Where do you go when you need to find out information? Lately, the answer to that question would simply be Google – but let’s get a little more specific than that. What if you’re looking for the definition of a word? What would be the best knowledgeable source to turn to for an answer? For that type of information, the best knowledgeable source would be a dictionary.
What if you’re looking for information about a particular subject in science or history, or any other subject that has caught your curiosity? For something like that, you would turn to an encyclopedia or google the subject to find a corresponding Wikipedia article.
Each of these distinct knowledge-based references allows you to find the information you need to continue on with your work, be more informed, build your vocabulary, or simply satisfy your curiosity.
When it comes to customer service, a similar type of system can be created to allow your customers access to information they can use on their own to fix their problems. Making your product information available online or elsewhere gives the customer options other than just calling your service line. Empowering your customer like this can have great results.
What Information Goes into a Customer Service Knowledge-Based System?
When creating your customer service knowledge-based system, you want to remember that your customer is looking to get the solution to their issue or question quickly. So within your knowledge-based system, you would want to have the answers to questions your customer service staff is routinely confronted with. If your customer has a troubleshooting question, have the step-by-step instructions for their issue available for them to follow along with, allowing them to fix the problem on their own. Along with the step-by-step instructions, a video to talk them through the process would also be an excellent resource to consider. This provides them with a better understanding of what they can do to resolve their issues.
If your customer service team routinely responds to questions about payment, shipping, or company policies, a section within the knowledge base can be created for each topic with articles discussing the various FAQs. The idea is have the answers right at their fingertips, to avoid feelings of frustration or powerlessness.
As your customer service knowledge-based system continues to grow, you can incorporate more questions your customers are looking for the answers to. Ideally you would generate a “Top Questions” or “Most Asked” section to help further direct your customers towards the answers they desire without having to dig through a large portion of the database.
How Does Having the System Affect Customer Service?
By utilizing a customer service knowledge-based system, you lower the time your customer spends trying to call or communicate with your customer service team. The longer they have to spend on your website or on the phone with a rep trying to find your basic information, the more dissatisfied they’ll be with your brand as a whole.
In a study done by the Harvard Business Review, 50% of customers will only give your brand a week to respond to their question before they stop doing business with you and 65% of customers want their problem resolved the first time they make contact about it. Their time matters to them and to you when dealing with their concerns.

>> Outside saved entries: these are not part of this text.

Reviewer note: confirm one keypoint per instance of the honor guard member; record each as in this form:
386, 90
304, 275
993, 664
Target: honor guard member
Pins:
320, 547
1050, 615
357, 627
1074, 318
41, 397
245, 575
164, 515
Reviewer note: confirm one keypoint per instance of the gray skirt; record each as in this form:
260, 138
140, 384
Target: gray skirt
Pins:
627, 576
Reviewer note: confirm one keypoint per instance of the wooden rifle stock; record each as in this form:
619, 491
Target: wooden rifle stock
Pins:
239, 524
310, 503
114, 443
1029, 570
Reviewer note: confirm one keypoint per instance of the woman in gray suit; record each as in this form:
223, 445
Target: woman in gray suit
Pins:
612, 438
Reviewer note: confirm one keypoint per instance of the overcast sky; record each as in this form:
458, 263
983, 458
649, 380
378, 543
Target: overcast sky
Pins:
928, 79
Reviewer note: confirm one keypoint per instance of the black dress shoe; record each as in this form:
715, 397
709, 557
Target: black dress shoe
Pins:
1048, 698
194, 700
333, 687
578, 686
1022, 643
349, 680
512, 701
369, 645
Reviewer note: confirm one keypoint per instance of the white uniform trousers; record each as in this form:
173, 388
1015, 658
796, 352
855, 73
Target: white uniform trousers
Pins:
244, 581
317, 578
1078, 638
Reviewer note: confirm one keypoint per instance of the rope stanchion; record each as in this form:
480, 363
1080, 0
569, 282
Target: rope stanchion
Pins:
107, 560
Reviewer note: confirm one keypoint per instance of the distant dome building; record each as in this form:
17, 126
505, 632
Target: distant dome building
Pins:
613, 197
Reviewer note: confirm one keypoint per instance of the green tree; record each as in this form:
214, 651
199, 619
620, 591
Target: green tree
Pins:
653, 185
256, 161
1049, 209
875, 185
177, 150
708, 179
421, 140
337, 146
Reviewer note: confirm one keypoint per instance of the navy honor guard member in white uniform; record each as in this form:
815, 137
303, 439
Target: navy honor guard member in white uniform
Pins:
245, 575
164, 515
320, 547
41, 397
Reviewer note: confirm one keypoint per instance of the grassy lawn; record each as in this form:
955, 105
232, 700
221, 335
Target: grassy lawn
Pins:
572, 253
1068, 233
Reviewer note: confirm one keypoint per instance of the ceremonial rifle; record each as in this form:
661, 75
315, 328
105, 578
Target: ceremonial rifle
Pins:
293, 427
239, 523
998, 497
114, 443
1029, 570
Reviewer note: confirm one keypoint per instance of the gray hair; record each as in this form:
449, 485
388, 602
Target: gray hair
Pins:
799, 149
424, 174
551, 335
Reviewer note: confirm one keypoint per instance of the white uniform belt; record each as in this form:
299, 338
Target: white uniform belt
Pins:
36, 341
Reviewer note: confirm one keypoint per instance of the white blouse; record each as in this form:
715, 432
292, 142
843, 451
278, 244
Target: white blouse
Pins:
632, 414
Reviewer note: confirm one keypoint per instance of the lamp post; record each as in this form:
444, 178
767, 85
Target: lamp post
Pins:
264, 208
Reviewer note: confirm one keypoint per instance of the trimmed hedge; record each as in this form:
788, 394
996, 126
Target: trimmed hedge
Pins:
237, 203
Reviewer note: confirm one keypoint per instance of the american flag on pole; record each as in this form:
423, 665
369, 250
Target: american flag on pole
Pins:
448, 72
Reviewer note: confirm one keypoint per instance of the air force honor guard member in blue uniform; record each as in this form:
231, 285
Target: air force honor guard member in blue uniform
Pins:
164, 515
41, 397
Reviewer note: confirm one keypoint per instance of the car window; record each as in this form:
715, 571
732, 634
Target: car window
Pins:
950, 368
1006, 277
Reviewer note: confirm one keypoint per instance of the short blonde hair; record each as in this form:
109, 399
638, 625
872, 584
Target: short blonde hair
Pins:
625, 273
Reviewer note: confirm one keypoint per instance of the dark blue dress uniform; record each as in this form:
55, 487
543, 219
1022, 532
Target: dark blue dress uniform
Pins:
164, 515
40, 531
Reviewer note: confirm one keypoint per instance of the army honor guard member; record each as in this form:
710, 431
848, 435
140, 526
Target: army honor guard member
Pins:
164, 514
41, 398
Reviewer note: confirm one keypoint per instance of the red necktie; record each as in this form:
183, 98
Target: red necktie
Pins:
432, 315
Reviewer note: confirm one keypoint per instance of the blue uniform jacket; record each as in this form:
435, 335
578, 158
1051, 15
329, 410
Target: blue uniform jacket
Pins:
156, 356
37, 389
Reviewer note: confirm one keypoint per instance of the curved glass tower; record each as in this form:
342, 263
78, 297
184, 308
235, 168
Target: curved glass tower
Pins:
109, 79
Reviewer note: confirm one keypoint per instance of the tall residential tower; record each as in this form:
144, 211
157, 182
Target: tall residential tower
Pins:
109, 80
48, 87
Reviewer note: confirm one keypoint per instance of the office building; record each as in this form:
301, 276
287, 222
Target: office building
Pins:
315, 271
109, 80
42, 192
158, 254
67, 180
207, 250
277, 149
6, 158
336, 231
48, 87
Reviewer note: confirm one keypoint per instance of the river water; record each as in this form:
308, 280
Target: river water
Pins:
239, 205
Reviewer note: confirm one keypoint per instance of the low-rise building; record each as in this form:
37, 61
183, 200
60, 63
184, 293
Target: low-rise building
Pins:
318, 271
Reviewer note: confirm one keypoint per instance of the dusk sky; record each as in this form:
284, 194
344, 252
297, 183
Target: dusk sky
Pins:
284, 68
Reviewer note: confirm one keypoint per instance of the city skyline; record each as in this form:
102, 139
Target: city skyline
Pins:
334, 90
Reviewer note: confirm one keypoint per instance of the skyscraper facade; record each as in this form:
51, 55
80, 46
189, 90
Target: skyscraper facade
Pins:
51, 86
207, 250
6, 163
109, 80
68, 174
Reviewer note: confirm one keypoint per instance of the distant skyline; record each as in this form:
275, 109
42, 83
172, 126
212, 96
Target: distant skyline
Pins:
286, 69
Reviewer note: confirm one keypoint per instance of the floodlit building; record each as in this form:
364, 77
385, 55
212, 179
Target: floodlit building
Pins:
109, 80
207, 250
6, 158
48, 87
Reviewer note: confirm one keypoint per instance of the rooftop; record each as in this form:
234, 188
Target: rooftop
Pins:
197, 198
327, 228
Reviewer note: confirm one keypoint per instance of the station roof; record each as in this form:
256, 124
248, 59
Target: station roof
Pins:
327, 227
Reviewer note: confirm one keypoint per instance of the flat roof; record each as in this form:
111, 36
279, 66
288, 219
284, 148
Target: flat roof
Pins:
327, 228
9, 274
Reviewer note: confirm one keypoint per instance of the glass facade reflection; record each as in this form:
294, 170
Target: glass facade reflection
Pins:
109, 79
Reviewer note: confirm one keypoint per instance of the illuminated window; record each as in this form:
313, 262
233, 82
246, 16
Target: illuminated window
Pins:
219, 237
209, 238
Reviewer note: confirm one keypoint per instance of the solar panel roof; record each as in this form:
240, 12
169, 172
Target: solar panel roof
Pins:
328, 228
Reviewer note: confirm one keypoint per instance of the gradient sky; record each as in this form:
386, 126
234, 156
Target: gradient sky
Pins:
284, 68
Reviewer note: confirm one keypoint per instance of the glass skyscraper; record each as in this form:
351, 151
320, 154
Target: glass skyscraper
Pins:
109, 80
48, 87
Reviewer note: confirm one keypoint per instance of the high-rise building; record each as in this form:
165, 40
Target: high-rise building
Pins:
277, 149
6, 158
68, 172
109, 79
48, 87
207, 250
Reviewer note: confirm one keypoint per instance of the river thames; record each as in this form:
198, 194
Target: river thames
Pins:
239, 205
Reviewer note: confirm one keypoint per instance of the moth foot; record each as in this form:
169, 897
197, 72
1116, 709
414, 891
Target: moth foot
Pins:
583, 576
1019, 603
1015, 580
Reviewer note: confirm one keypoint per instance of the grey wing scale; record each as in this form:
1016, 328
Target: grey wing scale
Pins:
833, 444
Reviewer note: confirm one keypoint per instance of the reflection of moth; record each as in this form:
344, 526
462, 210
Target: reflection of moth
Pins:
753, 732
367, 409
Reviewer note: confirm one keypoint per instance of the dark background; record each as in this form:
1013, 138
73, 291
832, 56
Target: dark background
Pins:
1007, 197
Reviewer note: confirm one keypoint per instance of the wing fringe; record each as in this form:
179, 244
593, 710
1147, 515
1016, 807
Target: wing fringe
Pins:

With the knowledge-based system in place, not only will your customers be able to have the answer to their questions in a matter of moments but the system will also help your customer service employees as well. When a customer calls or writes in with a question or a problem, your brand representative will have the knowledge-based system to refer to. Having these processes available to your representatives and your customers can reduce conflict and give your rep a solid foundation to fall back on.
Along with the knowledge-based system for your customers, you can also incorporate one for your employees that contains data about the customer’s past inquiries. By having an internal knowledge-based system, your customer service employees can take down the information the customer provides about their issue, along with their basic information, to save the customer from having to repeat themselves when they get transferred to another representative or their email gets forwarded to another employee. Consumer Reports research shows that 70% of American customers get highly annoyed when they are transferred to another employee who can’t help them or provides them with the wrong answer.
Can you imagine how many get annoyed by having to repeat the same information over and over to each representative they get connected to while trying to get answers or a solution to their problem?
But with a great system in place, instead of having the customer repeat themselves or resend information, the representative will be able to look up the problem or the question by the customer’s name or email address. They will be able to access what information the customer has already provided, the attempts that have been tried, or the question that have already been asked so they can move onto the next step in helping the customer resolve the problem or get the answers they’re looking for.
When researching into the success of the internal knowledge-based system, McKinsey did a study that showed production went up 25-35%, by allowing internal collaboration and communication within the system because it eliminated the amount of research that had to be done and the time spent trying to find answers to commonly asked questions.
Remember, the sooner your customer gets the service they are looking for, the happier they will be with your customer service and with your brand.
In today’s world, we want answers as quick as Google will give them to us. The same goes for your customers when dealing with your company. A great system helps your customer service team provide the answers for them at Google-like speed. This makes your customer much more satisfied and more likely to recommend your company to others.